When you can see Johnny Carson doing his own monologues most nights a week on television (or live, for free, at the NBC studios in Burbank), what's the appeal of a Little sketch that seeks to do nothing but copy Carson at his most stilted?
Other overlong sketches sought to portray celebrities in unlikely occupations: Andy Rooney as a boxing announcer, Dr. Ruth Westheimer as a bank teller, James Mason as an English teacher. What could have made a mildly amusing routine of quick one-liners was instead milked like a prize Guernsey; does it really take five minutes to get across the humor of seeing Jimmy Stewart as an air-traffic controller?
For his most ambitious sketch, Little lowered a video screen over the stage to project a red-wigged image of himself as "Nightline" host Ted Koppel. The recorded Koppel acted as quizmaster for the game show "Presidential Pursuit," in which Little played contestants George Bush, Ronald Reagan, Jimmy Carter and Richard M. Nixon.

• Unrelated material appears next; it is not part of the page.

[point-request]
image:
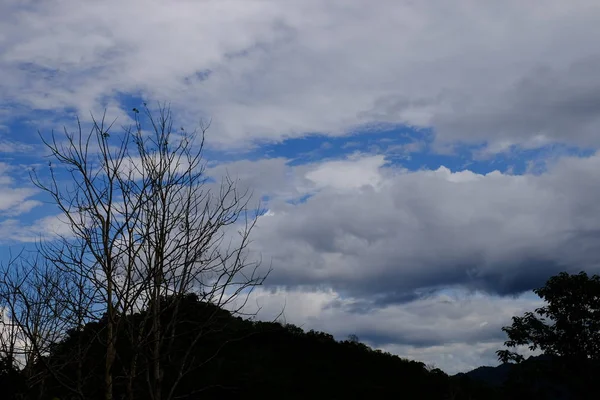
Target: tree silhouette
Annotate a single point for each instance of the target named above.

Though he aped the patter of a famous newsman and four familiar Presidents, Little still managed to avoid his taboo areas of topicality and relevance. Nixon entered the news recently with the opening of his controversial library in nearby Yorba Linda, but this, as well as Bush's role in the Persian Gulf crisis, budget chaos and election comeuppance, didn't rate a mention. Instead, Little chose easier avenues of attack, giving us a Reagan who forgets and a Carter who's an idiot.
No one expects Little to display the talents of, say, Harry Shearer, whose sketches on National Public Radio use scathing mimicry of newsmakers to underscore deviously satirical writing.
But if he plans to end his shows with a call to war (in the voice of local hero John Wayne, he demanded that Americans either pull out of the Middle East or "beat the hell out of those towel-heads"), Little should offer a bit more to think about than whether imitation is really the sincerest form of flattery.
The best bit of this evening middlebrow-beating didn't come from Little. Credit instead goes to singer Julie Budd, whose opening act centered on a tribute to her late Las Vegas mentor, Liberace.
As slides of the entertainer were projected on the giant screen, the taped voice of Liberace spoke from beyond the grave to introduce his favorite song, "The Impossible Dream." Budd then sang the number in an unearthly duet with Liberace, his voice adding a touch less macabre than surreal.